Juru bicara NLD Myo Nyunt mengatakan partai itu tengah berusaha untuk mendapatkan suara dari kalangan muda, dengan meningkatkan anggaran untuk pendidikan dan mendukung program pelatihan kejuruan. "Para pemuda dan orang-orang mengharapkan banyak dari pemerintah kami. Kami tidak bisa memenuhi harapan mereka, kami akui. Tapi kami melakukan yang terbaik," kata Myo Nyunt.
Suu Kyi mengambil alih kekuasaan pada 2016 setelah berhasil memenangkan pemilihan umum. Ia berjanji untuk melanjutkan reformasi demokratis dan mengakhiri perang saudara yang telah berlangsung lama di negara itu.
Sejak itu, pemerintahan Suu Kyi justru mendapat tekanan atas tanggapannya terhadap aksi kekerasan militer terhadap minoritas Rohingya yang oleh PBB digambarkan sebagai aksi pembersihan etnis dengan genosida. Suu Kyi juga tak berbuat apa-apa terkait pembicaraan damai dengan kelompok-kelompok etnis bersenjata dan terjadi stagnasi ekonomi.
Kelompok aktivis mengatakan pemerintah sipil Myanmar juga menjadi semakin otoriter. Pemerintah gagal menggunakan mayoritas parlementernya untuk menghapus undang-undang era kolonial yang digunakan untuk melumpuhkan perbedaan pendapat, dan justru semakin memperketat pembatasan pada masyarakat sipil.
Menurut organisasi kebebasan berbicara, Athan, sebanyak 44 wartawan dan 142 aktivis sedang menghadapi persidangan sejak pemerintahan Suu Kyi mengambil alih kekuasaan. Pendiri organisasi itu, Maung Saung Kha, adalah salah satunya. Dia ditangkap bersama Thinzar Shun Lei Yi dalam aksi protes pada Mei lalu. Empat bulan kemudian, pada September, mereka berdua membantu merencanakan aksi demonstrasi lain, kali ini untuk memperjuangkan kebebasan berbicara.
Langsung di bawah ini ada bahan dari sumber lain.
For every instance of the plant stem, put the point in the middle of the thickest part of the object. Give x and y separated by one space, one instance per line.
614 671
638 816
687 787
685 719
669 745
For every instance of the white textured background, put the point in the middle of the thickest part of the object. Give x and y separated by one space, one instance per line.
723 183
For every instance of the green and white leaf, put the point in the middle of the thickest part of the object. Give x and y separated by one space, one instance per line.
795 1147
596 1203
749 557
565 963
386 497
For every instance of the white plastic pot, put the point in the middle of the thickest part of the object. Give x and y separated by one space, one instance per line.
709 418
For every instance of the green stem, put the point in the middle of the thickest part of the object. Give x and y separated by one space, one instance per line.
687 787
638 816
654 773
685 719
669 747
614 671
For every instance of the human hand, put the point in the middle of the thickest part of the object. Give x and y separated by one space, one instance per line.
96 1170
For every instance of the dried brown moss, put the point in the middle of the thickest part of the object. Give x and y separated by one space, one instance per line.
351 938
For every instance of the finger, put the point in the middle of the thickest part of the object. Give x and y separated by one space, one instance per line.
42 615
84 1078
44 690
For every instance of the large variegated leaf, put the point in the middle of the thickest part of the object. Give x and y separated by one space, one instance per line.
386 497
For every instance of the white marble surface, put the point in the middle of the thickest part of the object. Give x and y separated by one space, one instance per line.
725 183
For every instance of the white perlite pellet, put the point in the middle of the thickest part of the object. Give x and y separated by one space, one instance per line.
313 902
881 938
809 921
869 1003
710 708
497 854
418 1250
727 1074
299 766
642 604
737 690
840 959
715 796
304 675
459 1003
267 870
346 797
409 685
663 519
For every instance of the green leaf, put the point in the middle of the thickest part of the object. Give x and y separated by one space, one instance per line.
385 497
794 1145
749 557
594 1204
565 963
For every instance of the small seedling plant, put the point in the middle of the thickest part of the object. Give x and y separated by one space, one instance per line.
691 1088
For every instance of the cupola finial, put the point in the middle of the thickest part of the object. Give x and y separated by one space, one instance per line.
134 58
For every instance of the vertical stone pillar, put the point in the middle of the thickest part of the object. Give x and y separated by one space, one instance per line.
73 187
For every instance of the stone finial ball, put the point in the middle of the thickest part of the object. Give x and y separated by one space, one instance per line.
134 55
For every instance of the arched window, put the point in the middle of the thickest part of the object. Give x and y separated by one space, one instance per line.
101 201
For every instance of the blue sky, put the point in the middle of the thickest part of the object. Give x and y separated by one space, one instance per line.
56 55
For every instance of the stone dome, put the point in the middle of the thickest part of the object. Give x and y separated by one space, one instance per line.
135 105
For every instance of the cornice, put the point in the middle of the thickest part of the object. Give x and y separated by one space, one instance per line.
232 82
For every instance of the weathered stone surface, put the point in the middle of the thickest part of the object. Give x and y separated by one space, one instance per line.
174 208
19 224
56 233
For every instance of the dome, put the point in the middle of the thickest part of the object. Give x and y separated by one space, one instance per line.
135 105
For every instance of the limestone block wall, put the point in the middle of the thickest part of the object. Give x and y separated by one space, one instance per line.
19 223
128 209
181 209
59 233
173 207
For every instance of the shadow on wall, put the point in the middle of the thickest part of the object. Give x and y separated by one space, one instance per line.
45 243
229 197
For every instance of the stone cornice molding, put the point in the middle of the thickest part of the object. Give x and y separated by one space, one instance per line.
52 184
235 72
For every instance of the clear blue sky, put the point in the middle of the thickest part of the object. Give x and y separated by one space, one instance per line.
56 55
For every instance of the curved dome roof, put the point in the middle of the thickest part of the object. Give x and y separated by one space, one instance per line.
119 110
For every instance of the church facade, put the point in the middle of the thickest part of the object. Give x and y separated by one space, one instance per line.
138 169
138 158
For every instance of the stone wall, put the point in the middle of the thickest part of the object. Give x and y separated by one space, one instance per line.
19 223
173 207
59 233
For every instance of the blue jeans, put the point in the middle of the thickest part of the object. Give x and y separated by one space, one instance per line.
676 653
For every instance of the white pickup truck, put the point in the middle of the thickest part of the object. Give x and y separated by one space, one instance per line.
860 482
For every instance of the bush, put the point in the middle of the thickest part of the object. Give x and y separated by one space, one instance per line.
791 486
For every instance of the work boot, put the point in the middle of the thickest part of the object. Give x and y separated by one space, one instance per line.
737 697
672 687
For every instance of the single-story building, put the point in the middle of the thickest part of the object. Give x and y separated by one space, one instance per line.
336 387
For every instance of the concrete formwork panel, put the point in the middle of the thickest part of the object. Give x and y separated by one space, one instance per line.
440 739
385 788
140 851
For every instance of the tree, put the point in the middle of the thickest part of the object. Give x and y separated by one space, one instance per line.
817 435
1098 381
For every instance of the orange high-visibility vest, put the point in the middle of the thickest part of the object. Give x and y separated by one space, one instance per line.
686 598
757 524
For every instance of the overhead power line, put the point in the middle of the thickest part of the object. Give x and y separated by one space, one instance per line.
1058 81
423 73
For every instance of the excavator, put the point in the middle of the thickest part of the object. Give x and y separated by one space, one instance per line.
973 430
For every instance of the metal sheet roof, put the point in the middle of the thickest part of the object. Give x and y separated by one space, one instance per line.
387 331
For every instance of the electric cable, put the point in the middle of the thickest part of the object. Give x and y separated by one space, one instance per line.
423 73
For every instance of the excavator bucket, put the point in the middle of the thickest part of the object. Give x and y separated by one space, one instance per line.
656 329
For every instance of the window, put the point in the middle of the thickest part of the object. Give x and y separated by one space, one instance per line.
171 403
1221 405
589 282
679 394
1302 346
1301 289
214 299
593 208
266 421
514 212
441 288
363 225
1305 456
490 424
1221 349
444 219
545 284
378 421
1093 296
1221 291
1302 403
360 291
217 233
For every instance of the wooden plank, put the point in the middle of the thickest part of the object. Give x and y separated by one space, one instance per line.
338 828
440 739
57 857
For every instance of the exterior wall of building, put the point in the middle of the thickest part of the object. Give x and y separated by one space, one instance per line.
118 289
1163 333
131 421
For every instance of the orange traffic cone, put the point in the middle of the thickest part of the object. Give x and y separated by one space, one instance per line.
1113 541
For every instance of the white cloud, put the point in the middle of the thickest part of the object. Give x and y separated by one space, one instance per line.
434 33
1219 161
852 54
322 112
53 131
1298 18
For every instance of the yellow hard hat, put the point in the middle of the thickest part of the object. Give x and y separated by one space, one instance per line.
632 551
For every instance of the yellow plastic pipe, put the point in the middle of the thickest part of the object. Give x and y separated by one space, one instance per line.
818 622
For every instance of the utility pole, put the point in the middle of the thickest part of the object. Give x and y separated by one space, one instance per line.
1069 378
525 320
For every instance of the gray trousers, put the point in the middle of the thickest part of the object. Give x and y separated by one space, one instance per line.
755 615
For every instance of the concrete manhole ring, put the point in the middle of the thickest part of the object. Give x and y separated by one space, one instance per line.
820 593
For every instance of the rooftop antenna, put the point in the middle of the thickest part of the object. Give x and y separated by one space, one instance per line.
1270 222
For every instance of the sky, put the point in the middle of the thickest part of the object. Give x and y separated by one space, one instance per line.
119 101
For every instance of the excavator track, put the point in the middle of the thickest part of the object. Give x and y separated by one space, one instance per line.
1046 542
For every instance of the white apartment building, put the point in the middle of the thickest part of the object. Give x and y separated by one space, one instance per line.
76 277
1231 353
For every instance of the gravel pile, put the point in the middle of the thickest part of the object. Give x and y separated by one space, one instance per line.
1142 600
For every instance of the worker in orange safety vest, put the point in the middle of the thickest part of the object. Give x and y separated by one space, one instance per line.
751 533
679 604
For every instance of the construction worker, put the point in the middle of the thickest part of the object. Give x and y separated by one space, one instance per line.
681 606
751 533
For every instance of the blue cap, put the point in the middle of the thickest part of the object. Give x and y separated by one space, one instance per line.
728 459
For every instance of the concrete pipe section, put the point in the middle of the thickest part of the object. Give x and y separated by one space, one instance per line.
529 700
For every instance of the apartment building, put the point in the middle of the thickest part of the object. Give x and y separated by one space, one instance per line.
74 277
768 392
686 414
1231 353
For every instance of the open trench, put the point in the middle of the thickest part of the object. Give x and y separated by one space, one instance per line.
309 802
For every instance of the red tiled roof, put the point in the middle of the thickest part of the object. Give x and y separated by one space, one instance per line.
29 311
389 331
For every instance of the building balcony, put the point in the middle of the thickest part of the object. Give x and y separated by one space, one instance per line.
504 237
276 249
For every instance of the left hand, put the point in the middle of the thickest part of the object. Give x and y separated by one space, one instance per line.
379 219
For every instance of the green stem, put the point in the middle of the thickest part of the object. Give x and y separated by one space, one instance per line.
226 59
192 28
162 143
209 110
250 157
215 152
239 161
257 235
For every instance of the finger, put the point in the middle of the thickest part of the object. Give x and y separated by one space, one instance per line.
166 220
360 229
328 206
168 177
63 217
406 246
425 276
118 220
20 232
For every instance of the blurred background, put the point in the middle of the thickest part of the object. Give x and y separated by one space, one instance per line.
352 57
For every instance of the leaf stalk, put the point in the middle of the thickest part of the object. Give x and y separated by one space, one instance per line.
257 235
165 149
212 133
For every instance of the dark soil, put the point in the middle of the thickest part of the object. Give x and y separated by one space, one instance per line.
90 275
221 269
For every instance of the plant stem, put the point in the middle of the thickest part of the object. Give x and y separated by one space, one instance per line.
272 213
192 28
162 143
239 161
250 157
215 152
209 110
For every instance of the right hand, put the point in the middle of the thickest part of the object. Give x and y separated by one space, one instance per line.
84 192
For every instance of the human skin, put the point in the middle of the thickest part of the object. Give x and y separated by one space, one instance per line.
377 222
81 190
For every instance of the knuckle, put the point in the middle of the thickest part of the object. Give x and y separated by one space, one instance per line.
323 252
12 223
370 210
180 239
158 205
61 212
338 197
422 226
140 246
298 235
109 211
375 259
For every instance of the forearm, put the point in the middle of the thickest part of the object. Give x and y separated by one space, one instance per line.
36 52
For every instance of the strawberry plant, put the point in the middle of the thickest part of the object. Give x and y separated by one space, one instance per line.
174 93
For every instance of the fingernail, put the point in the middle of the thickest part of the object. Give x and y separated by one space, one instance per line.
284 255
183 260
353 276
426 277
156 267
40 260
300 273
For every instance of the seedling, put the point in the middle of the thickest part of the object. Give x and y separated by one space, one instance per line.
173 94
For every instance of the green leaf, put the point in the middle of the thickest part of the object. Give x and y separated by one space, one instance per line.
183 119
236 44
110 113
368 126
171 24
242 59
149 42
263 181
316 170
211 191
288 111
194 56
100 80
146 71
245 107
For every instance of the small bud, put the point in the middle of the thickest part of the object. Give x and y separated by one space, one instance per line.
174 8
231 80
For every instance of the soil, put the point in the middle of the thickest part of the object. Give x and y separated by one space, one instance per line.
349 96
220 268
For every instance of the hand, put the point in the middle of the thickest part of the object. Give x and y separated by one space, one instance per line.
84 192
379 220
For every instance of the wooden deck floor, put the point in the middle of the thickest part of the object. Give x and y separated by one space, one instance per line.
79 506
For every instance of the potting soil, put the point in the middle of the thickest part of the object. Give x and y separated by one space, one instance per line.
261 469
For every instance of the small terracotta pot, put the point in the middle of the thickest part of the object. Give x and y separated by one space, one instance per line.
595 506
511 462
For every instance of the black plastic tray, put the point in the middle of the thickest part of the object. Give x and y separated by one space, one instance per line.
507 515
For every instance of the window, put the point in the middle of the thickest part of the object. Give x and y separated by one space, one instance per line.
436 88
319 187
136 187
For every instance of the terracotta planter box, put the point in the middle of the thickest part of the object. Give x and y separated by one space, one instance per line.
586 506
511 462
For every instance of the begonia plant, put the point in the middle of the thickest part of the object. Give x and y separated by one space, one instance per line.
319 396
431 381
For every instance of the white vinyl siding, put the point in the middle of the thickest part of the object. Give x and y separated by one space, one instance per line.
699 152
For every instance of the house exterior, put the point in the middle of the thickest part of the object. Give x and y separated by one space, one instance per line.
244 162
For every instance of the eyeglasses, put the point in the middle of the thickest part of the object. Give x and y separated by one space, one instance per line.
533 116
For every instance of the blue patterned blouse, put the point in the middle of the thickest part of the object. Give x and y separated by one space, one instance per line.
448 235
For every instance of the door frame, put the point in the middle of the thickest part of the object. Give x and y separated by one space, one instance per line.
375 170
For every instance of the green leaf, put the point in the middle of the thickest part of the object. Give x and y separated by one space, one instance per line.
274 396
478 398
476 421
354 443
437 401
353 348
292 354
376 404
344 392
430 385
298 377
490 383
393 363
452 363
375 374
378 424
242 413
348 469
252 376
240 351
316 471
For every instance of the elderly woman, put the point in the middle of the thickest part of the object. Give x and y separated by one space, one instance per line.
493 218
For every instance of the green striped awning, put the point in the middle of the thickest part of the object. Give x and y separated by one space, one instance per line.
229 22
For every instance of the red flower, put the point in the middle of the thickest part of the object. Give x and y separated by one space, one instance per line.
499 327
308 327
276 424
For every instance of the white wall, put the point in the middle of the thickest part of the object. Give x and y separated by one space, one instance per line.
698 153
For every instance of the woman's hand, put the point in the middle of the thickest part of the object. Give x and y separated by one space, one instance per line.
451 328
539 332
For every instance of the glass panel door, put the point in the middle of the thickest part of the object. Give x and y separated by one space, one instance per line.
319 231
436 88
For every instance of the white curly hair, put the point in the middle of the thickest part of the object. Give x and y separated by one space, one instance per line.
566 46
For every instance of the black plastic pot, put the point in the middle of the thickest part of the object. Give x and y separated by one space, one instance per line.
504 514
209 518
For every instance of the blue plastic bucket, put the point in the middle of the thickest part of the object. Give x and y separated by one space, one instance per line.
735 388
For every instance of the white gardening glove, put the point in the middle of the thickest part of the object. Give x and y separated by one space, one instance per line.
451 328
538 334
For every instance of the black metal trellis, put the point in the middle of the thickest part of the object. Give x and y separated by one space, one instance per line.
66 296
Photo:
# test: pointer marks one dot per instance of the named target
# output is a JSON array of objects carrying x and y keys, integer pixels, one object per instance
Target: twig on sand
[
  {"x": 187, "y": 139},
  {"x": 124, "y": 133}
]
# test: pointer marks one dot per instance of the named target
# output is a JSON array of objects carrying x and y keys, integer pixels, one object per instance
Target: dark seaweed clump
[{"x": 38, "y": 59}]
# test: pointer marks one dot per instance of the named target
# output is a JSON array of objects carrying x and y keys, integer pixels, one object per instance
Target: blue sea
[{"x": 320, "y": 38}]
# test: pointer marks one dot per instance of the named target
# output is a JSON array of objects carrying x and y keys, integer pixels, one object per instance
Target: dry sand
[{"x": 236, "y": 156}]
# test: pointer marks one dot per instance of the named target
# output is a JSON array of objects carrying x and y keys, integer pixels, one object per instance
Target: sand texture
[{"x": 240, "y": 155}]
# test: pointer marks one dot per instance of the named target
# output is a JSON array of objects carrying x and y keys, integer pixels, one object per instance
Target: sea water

Meskipun tidak memiliki kendali atas militer, Suu Kyi telah menghadapi kecaman internasional karena gagal membela Rohingya. Lebih dari 730 ribu warga Rohingya melarikan diri dari Negara Bagian Rakhine barat pada 2017.
Myanmar menyangkal semua tuduhan kekejaman terhadap pengungsi, dan mengatakan tentaranya telah melakukan kampanye yang sah terhadap teroris. Meski banyak di antara mayoritas Buddha Myanmar yang mencerca Rohingya, para aktivis muda justru memberikan rasa simpati.
"Kami mengakui Rohingya. Kami benar-benar mencela fakta bahwa mereka disebut sebagai 'Bengali'," kata Maung Saung Kha.